Sundance Film Festival: ‘Marvelous And The Black Hole’ Review

By: Amanda Guarragi

Marvelous and the Black Hole is a magical directorial debut from Kate Tsang. She brings a story about grieving and losing your way after the loss of a loved one. Tsang addresses that pain that never fully goes away through thirteen-year-old Sammy (Miya Cech), who lost her mother and is trying to go on without her. Sammy has a very hard time accepting her mother’s death, so she lashes out against her father, who has been dating someone knew for six months. Sammy doesn’t feel complete, she feels lost and doesn’t know who to turn to. She feels misunderstood and that no one at home is even listening to her.

Miya Cech’s performance is fantastic. Her line delivery and attitude at the beginning of the film impressed me! She really created such a strong character that made you feel for her and understand her. The most important takeaway from the film is that you can find comfort in people when you least expect it. For Sammy, she was caught vandalizing school property, so her father put her in summer school. She leaves in the middle of class because she clearly doesn’t want to be there and bumps into Margot (Rhea Perlman), who turns out to be a marvelous magician.

As the weeks pass, Margot takes Sammy under her wing, first as her assistant and then as her pupil. At first, Sammy was reluctant and acted out with Margot but soon after, she softened. The reason why she did is because she found an adult who was willing to listen to her and appreciate the things she’s interested in. It is such an unlikely pairing because they are total opposites but Sammy felt comfort with Margot, as a maternal figure. Margot and Sammy bond over magic and the loss of their loved ones. They created a beautiful friendship, based on their mutual love and respect for their art and each other.

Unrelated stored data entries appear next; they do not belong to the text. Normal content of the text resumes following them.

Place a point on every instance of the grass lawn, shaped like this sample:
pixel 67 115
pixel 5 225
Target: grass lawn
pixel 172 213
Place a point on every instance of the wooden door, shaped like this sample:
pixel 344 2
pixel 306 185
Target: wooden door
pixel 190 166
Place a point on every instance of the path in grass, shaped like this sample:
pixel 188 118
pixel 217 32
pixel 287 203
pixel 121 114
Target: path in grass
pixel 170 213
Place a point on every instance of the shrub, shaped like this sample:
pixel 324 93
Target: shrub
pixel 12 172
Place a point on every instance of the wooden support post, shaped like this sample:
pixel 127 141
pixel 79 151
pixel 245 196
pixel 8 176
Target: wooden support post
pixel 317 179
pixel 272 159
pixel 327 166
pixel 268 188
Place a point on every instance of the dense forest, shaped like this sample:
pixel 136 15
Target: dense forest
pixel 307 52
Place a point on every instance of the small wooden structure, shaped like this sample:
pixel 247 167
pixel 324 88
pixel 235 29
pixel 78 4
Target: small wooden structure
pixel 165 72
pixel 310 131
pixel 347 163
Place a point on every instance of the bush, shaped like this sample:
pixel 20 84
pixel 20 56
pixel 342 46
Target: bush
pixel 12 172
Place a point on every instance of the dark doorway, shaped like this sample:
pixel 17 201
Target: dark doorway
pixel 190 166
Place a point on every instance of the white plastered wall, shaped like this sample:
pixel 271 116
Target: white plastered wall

Marvelous and the Black Hole is charming, endearing and so wholesome. Kate Tsang’s directorial debut is filled with so much love and whimsy, that it came through in Sammy’s dreamlike sequences. There are moments that are surprising because Tsang added some magic with imagery symbolizing Sammy’s emotional state on screen. The main thing about magic, is that things aren’t always as they seem and that’s a perfect way to parallel the grieving process because everyone is hiding their pain.